Die Angst, die Digitalisierung sei ein Jobkiller, ist nachvollziehbar aber sie sollte niemanden zu stark belasten. Extrem günstig wird sich die Bereitschaft auswirken, neuen Technologien und Arbeitsbedingungen offen entgegenzutreten, sich selbst stetig weiterzubilden, besonders aber auch die Bereitschaft, die eigenen digitalen Fähigkeiten permanent weiterzuentwickeln.

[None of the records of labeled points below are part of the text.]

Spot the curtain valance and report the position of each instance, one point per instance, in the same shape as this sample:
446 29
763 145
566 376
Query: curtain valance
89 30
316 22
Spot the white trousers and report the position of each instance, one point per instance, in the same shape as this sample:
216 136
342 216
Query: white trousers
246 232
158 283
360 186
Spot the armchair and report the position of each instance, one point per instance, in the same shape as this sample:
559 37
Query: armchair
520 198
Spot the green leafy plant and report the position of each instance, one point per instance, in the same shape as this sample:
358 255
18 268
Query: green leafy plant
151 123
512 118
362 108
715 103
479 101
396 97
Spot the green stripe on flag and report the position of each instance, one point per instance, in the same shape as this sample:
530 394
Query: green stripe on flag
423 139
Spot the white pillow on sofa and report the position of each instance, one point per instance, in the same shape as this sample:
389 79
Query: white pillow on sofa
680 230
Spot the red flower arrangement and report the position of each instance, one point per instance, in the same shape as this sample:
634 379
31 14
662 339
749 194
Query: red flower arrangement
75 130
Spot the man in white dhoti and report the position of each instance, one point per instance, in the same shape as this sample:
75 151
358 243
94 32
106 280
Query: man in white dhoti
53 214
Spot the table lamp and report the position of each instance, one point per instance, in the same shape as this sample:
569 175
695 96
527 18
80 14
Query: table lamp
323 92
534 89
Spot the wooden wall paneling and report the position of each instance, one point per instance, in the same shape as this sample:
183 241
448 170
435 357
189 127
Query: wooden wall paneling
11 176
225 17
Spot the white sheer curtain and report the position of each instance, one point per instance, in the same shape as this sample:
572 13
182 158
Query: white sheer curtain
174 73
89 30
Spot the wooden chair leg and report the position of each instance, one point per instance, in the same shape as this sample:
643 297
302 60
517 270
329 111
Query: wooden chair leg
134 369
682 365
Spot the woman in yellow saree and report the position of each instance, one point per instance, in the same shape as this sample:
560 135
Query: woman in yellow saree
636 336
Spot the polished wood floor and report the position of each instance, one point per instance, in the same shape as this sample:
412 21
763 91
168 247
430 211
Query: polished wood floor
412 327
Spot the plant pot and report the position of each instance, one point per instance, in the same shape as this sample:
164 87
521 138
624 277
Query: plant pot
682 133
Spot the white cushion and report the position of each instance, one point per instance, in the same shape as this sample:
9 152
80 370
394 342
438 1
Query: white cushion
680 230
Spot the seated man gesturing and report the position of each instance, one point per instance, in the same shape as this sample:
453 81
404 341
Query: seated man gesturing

Außerdem können wir auch von den zahlreichen Möglichkeiten profitieren, durch Digitalisierung die Arbeitswelt angenehmer zu gestalten. Die Entlastung von stupiden, sich wiederholenden Arbeiten ist ein Beispiel dafür, ein anderes sind Tele- oder Homeoffice-Arbeitsplätze, die durch moderne IT-Infrastrukturen kein Problem mehr darstellen und für die Vereinbarkeit von Familie und Beruf deutliche Vorteile bringen.
Nichts ist beständiger als der Wandel. Wer das verinnerlicht kann die Digitalisierung also durchaus auch als persönliche Chance begreifen.